Watermelon Salad

I know it looks like a hot mess at first, but during a hot summer this recipe really works. Inspired by the watermelon we bought at the farmer’s market on Saturday mom and I thought a simple watermelon salad would be good for a lunch menu.

The first time I had a watermelon salad was in downtown Boston one afternoon. It was at a Mediterranean restaurant that was new to the area. The dish was great, and fancy looking as well. They had single cubes of watermelon placed over a few spinach leaves with a swirl of balsamic vinaigrette and complementing feta sprinkles. Now while that set-up might work for an appetizer at a restaurant, no one really has that kind of time, or patience for a quick lunch. So mine ended up looking more like this:



Not so bad if I say so myself. Now I’m going to try and walk you through this recipe as best as I can remember, but bear with me as this was a spur of the moment creation.

Watermelon Salad


  • 1 tbsp balsamic
  • 1 tbsp olive oil
  • pinch of salt and pepper (for taste)
  • 1 tsp garlic paste
  • Arugula
  • 1 watermelon (or 1 1/2 cup of watermelon cubes)

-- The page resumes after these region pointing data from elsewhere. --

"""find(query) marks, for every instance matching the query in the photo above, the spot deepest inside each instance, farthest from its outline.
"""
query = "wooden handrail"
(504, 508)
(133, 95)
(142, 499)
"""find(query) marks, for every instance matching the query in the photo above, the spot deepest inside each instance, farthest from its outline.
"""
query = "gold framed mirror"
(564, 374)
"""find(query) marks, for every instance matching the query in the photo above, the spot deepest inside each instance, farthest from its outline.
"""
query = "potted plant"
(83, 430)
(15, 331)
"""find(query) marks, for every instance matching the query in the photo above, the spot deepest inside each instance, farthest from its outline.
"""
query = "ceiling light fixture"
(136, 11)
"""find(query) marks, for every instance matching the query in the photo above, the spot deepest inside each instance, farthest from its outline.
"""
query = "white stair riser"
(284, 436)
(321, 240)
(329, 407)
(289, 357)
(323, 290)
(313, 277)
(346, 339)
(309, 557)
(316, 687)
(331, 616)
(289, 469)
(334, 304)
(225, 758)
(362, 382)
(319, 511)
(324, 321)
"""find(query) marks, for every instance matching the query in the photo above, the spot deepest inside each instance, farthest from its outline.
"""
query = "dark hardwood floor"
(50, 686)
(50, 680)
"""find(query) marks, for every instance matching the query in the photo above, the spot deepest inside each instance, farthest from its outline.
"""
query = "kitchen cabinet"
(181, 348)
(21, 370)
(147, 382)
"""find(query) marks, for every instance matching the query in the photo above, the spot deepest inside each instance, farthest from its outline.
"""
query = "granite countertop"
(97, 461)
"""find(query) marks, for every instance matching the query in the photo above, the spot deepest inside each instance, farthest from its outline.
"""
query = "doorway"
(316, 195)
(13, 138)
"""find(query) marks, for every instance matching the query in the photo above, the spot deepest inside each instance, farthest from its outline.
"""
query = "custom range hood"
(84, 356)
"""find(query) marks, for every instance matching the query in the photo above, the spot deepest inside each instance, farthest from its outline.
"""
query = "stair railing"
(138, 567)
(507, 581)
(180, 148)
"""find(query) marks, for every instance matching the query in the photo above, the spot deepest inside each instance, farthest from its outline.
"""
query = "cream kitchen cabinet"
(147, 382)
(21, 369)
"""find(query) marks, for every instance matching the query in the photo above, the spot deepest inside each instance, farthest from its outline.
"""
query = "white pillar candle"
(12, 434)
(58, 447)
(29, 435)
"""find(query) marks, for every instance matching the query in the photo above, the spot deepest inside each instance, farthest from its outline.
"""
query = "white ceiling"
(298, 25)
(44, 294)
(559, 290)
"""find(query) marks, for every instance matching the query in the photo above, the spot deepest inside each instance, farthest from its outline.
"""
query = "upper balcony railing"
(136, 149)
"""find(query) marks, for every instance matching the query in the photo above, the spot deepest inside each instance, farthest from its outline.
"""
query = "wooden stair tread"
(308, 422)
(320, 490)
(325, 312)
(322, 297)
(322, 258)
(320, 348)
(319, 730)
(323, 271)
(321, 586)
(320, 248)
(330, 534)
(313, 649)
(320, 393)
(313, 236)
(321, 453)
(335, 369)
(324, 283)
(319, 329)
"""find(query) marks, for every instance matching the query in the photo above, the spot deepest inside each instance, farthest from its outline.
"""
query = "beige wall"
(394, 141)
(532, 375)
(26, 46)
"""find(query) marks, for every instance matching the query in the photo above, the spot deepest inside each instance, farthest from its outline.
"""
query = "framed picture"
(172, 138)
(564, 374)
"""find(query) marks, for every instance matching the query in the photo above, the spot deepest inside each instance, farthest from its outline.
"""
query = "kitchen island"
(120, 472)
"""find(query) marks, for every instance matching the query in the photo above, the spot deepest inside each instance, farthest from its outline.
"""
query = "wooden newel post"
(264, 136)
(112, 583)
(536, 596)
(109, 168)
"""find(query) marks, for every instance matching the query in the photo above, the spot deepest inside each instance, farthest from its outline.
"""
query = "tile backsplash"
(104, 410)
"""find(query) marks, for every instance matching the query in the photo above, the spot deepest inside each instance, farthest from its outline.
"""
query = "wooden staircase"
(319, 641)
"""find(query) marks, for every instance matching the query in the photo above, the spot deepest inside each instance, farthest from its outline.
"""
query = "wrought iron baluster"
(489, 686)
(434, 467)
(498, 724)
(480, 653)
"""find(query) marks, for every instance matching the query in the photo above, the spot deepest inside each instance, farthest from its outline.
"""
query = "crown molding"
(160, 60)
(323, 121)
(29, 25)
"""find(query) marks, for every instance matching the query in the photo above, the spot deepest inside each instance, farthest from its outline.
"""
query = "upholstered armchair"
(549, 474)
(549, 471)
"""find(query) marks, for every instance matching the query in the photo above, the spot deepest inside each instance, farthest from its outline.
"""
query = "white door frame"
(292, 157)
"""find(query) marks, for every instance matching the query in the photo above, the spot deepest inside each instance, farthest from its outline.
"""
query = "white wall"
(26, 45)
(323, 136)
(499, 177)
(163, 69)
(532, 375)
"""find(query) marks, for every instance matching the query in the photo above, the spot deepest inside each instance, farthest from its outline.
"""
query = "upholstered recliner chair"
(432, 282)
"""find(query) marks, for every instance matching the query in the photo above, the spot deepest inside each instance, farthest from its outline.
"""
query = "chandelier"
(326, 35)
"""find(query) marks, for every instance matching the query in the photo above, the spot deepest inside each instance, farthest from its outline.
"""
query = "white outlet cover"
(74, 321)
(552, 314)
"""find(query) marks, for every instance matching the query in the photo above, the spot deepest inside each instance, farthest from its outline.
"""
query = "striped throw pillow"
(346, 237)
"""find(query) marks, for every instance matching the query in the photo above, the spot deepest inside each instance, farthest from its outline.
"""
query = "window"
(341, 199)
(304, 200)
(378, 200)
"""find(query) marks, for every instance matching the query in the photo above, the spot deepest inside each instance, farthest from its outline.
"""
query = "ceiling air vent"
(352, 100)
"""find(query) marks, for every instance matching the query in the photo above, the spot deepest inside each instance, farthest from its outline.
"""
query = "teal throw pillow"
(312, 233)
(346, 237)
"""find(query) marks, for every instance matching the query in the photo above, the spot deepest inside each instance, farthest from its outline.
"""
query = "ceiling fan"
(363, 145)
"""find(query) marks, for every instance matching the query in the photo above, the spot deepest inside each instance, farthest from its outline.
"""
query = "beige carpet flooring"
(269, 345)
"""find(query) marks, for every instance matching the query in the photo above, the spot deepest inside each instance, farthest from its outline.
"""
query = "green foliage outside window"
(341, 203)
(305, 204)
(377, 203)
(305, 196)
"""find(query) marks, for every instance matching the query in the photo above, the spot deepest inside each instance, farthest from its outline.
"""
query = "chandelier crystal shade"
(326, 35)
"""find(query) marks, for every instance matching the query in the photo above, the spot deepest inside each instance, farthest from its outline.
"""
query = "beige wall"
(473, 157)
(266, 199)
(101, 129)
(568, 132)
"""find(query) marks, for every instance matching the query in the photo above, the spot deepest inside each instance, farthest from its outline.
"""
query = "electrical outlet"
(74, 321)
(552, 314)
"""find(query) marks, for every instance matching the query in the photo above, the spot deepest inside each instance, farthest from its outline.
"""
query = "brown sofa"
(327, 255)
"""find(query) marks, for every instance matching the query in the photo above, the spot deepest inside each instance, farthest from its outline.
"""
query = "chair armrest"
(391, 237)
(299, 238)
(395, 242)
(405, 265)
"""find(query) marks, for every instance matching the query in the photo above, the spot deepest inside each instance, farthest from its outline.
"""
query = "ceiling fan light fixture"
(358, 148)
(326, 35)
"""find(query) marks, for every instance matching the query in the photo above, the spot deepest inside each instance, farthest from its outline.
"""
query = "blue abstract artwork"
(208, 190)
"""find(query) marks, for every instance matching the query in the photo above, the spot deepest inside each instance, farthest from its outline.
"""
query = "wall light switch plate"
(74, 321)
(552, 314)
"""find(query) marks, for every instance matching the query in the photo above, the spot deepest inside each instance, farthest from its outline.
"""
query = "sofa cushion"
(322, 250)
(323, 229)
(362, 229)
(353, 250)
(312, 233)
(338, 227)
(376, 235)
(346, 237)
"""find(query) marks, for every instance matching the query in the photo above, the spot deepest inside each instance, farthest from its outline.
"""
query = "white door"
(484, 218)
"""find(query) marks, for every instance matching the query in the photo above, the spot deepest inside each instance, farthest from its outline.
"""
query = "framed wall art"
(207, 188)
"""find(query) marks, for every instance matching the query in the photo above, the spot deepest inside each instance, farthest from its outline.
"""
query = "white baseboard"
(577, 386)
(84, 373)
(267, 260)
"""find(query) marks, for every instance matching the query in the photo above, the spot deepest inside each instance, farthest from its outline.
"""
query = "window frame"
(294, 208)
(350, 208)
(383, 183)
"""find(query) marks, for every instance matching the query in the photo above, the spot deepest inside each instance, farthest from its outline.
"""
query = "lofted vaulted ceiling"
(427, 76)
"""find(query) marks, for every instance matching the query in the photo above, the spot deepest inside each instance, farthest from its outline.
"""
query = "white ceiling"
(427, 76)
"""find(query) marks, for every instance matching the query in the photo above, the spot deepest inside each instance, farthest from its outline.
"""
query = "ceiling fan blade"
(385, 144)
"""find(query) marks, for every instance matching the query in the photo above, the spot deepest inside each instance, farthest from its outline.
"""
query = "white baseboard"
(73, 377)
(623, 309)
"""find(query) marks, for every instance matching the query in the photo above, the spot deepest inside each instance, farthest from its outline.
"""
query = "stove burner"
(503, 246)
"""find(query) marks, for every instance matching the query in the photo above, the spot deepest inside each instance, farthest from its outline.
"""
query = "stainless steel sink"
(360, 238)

  1. Prep your watermelon if you need to. Using a cleaver or other large knife, cut your watermelon in half and then quarters. Using one quarter start to cut out cubes of the watermelon. Depending on your preference keep the seeds or carefully pick them out of your small cubes.
  2. After you have about 1 1/2 cup watermelon begin to prep your salad bowl with a row of arugula. You can use any salad for this but I think arugula goes the best.
  3. Next prepare the balsamic vinaigrette. Now I didn’t have any balsamic vinaigrette so I made my own by combing the olive oil and balsamic. After that I added the garlic and salt and pepper. The ingredients can be stirred with a spoon or whisk.
  4. Finally add the watermelon to the bowl of arugula, then add the vinaigrette.


*I added some oregano to my salad since I had the herb lying around. I think it added a nice addition to it. Also my arugula was planted next to a jalapeño plant and as a result had a little spicy kick to it which worked well. Yay organic farming!